Mais do que perguntar

             Em setembro de 1983, editado nos Estados Unidos por Ediciones de la Frontera, o vigésimo quinto número de Literatura Chilena, creación y crítica. Homenagem a Salvador Allende, na contracapa, reproduz breves palavras, destacados dos discursos que ele pronunciou em várias oportunidades, inclusive o do dia 11 de setembro de 1973. Entre os textos que lhe são dedicados, o de Carlos Droguett romancista e Rafael Agustín Gumucio, presidente da Unidad Popular. Exilados da ditadura chilena, viviam na Europa e, num de seus encontros, idealizaram um trabalho comum no qual, sem censura, falassem do céu, da terra e do inferno a partir da figura de Salvador Allende que, para eles, significou um eixo magnífico e permanente. O resultado foi “Diálogo sobre Salvador Allende”, uma entrevista onde não há “entrevistador e entrevistado”, mas perguntas que são opiniões e respostas, testemunhos não somente sobre Salvador Allende, mas, também, sobreos fatos que antecederam e tornaram possível o seu assassinato.

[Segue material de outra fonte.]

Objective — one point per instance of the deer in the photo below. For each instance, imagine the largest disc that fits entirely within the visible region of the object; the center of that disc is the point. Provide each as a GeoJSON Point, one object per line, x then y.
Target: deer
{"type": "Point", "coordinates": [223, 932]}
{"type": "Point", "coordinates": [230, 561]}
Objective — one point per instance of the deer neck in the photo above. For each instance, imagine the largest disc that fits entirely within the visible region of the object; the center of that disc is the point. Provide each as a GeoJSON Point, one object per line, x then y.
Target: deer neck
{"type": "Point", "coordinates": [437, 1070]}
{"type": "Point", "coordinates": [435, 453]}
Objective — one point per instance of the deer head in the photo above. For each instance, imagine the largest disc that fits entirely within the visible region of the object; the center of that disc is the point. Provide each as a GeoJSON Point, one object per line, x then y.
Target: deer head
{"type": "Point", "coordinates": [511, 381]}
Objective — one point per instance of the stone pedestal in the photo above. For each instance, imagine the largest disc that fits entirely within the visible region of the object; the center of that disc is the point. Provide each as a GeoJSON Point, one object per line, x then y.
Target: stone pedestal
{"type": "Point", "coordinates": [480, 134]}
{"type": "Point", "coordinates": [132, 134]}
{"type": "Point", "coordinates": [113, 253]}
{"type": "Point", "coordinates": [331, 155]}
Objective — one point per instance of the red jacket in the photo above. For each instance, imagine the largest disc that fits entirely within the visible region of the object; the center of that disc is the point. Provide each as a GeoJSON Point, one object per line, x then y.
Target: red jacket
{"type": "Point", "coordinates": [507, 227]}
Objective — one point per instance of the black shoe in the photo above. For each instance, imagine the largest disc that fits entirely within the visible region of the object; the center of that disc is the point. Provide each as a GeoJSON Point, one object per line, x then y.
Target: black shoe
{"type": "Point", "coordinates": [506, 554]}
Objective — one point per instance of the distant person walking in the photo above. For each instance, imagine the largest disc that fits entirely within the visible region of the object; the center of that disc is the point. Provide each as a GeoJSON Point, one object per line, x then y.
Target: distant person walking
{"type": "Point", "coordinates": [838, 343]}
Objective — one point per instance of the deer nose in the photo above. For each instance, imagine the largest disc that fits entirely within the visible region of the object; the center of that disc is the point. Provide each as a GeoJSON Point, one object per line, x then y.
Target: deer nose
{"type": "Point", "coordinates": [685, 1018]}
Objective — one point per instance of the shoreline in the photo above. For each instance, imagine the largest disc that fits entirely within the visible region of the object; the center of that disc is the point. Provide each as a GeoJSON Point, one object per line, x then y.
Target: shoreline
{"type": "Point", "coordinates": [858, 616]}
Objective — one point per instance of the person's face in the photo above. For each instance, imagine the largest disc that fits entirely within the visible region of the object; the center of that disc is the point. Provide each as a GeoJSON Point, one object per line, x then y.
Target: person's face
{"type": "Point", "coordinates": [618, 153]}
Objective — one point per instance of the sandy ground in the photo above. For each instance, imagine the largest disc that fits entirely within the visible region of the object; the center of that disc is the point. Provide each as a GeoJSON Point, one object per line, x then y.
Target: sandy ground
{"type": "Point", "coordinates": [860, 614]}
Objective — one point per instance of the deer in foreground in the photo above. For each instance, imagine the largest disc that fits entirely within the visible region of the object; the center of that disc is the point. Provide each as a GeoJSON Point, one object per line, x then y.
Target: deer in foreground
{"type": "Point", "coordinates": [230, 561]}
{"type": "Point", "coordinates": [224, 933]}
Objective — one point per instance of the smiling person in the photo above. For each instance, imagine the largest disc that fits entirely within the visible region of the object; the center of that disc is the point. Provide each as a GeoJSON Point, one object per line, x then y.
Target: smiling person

            Longas são as perguntas de Carlos Droguett, definidas como temas em forma de perguntas que ele, em número de doze, mas às quais acrescenta muitas outras – podem ser mais, podem ser menos – como previne ao enviá-las para o amigo. Na primeira, quer saber se a juventude de Salvador Allende já anunciava essa passagem de médico assistencial para a cabeceira de um doente mais doente, mais numeroso, mais desastroso, um povo inteiro, um país longo e esquelético, uma sociedade marcada e tarada, um organismo social desintegrando-se, apodrecendo-se. Em outra, se ele deixava prever, ao ser ministro da saúde do governo de Pedro Aguirre Cerda, no seu trabalho para aliviar a miséria e erradicar as doenças oriundas dos males da pobreza, o Presidente que proclamava e preconizava as mudanças na sociedade, efetuadas dentro da lei. Respostas que o convívio de estreita amizade e durante trinta anos de Rafael Agustín Gumucio com Salvador Allende, torna particulares pois confessa lhe resultar difícil emitir juízos que se atenham a um ou a outro momento de sua vida familiar ou política. Assim, jovem ou maduro, em qualquer escalão de governo onde estivesse, Salvador Allende se constituiu, para ele, o homem insubornável, respeitador de seus compromissos.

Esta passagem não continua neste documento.